Nous allâmes tous nous coucher,
prodigieusement abattus. Longtemps mes sanglots me réveillèrent, et
une fois, en ouvrant mes yeux en sursaut, je vis ma mère assise sur
mon lit. Elle se pencha vers moi, je mis ma tête sur son épaule, et
je m’endormis profondément.
Je ne saurais affirmer si je revis le monsieur
inconnu le dimanche d’après, ou s’il se passa plus de temps avant
qu’il reparût. Je ne prétends pas me souvenir exactement des dates.
Mais il était à l’église et il revint avec nous jusqu’à la maison.
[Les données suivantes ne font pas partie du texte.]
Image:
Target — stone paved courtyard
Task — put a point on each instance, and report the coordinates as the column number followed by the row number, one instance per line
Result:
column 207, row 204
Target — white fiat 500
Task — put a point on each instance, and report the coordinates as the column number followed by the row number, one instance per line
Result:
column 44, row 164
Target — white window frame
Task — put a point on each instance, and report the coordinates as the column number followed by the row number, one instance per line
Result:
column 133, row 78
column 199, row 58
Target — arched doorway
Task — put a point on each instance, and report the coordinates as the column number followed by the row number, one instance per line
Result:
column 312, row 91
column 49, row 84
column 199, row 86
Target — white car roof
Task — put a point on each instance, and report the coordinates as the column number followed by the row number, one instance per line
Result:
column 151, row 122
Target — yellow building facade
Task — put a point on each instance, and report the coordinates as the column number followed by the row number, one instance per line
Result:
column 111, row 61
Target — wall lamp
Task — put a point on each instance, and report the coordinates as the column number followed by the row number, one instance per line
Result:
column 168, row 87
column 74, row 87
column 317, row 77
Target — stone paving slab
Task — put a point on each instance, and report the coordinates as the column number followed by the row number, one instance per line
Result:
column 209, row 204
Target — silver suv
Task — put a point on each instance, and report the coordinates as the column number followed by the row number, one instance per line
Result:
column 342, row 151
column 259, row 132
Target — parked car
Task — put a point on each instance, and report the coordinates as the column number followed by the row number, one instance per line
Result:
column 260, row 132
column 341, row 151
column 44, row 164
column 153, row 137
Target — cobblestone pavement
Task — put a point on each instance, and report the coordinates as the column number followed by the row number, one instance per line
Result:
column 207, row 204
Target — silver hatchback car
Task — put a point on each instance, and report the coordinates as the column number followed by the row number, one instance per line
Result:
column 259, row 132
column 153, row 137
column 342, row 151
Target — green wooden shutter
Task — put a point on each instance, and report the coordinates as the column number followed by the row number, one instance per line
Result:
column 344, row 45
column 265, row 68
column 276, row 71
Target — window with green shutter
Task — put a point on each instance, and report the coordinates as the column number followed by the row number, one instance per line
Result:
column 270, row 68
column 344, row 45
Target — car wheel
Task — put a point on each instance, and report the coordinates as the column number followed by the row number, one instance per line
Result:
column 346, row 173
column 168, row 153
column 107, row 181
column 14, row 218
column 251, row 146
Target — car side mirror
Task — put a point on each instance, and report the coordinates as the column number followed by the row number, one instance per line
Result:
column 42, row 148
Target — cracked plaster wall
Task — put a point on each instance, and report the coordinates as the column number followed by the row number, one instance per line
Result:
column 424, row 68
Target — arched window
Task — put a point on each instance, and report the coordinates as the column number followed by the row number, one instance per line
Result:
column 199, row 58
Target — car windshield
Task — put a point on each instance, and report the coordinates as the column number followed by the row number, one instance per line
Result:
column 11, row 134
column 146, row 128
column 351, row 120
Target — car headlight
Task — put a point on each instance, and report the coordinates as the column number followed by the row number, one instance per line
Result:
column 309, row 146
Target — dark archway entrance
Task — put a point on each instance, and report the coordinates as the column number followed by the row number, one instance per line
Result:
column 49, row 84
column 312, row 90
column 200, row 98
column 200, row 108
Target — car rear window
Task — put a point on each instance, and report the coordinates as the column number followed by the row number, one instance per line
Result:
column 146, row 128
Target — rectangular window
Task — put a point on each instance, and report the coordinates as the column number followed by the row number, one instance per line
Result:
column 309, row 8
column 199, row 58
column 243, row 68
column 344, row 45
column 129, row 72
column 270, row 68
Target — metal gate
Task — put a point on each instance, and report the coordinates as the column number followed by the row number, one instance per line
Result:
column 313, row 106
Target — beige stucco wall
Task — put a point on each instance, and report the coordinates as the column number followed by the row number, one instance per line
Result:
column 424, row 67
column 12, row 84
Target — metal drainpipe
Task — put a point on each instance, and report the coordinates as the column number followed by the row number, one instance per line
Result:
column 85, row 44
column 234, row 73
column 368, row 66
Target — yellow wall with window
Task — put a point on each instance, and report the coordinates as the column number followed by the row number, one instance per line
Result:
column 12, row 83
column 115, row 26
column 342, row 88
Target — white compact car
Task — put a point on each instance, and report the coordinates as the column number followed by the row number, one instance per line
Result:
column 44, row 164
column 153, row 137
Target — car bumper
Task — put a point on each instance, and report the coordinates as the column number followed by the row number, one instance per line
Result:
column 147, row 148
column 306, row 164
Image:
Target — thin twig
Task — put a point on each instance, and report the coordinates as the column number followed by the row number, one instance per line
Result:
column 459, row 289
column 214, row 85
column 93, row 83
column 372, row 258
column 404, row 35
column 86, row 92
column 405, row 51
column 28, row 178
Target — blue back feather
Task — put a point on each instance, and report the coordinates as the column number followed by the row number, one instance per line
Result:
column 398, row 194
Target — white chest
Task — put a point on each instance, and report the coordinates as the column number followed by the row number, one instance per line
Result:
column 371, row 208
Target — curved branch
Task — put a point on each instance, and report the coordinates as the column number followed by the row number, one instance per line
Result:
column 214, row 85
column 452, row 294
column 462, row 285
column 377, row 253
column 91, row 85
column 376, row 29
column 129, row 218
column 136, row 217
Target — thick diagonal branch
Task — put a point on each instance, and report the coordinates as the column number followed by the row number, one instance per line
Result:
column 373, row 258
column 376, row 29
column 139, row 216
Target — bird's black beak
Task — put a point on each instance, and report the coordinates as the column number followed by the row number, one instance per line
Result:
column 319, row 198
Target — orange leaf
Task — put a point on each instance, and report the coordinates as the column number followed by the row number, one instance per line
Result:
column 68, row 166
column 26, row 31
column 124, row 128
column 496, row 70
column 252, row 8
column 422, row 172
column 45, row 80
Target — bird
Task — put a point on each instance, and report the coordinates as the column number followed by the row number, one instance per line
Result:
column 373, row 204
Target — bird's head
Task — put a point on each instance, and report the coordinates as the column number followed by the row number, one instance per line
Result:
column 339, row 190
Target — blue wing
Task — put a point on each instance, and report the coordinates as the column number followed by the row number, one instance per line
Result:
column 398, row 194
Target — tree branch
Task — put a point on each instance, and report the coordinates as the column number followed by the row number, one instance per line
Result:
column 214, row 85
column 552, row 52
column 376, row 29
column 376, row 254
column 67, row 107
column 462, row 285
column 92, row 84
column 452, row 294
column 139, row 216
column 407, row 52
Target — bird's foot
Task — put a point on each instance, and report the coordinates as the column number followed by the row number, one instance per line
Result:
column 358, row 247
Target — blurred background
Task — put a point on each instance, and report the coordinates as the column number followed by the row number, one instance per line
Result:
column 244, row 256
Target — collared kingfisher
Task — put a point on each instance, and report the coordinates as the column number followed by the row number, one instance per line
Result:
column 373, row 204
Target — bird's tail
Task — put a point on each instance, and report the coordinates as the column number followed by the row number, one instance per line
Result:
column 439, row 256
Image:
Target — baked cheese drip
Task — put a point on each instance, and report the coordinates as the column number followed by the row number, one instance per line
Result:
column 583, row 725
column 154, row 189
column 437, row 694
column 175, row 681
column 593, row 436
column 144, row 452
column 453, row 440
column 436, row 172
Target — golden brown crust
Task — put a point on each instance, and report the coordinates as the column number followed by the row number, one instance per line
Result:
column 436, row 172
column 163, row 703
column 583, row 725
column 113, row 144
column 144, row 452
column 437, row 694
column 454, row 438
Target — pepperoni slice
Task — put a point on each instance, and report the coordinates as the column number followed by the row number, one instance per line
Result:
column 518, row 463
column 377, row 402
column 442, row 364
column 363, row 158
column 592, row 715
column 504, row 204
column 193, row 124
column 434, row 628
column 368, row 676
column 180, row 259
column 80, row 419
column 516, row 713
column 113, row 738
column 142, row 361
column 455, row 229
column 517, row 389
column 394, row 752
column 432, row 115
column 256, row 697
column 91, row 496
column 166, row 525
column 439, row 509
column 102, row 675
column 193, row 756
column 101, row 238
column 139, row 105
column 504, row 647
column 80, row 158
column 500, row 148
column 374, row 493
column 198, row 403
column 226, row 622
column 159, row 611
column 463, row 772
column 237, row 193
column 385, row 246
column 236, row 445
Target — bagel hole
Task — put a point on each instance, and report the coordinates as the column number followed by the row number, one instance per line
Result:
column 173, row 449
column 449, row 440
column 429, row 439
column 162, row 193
Il entra sous prétexte de voir un beau géranium qui s’épanouissait
à la fenêtre du salon. Non qu’il me parût y faire grande attention,
mais avant de s’en aller, il demanda à ma mère de lui donner une
fleur de son géranium. Elle le pria de la choisir lui-même, mais il
refusa je ne sais pourquoi, et ma mère cueillit une branche qu’elle
lui donna. Il dit que jamais il ne s’en séparerait, et moi, je le
trouvais bien bête de ne pas savoir que dans deux jours ce brin de
fleur serait tout flétri.
Peu à peu Peggotty resta moins le soir avec
nous. Ma mère la traitait toujours avec déférence, peut-être même
plus que par le passé, et nous faisions un trio d’amis, mais
pourtant ce n’était pas tout à fait comme autrefois, et nous
n’étions pas si heureux. Parfois je me figurais que Peggotty était
fâchée de voir porter successivement à ma mère toutes les jolies
robes qu’elle avait dans ses tiroirs, ou bien qu’elle lui en
voulait d’aller si souvent chez la même voisine, mais je ne pouvais
pas venir à bout de bien comprendre d’où cela venait.
Je finissais par m’accoutumer au monsieur aux
grands favoris noirs. Je ne l’aimais pas plus qu’au commencement,
et j’en étais tout aussi jaloux, mais pas par la raison que
j’aurais pu donner quelques années plus tard.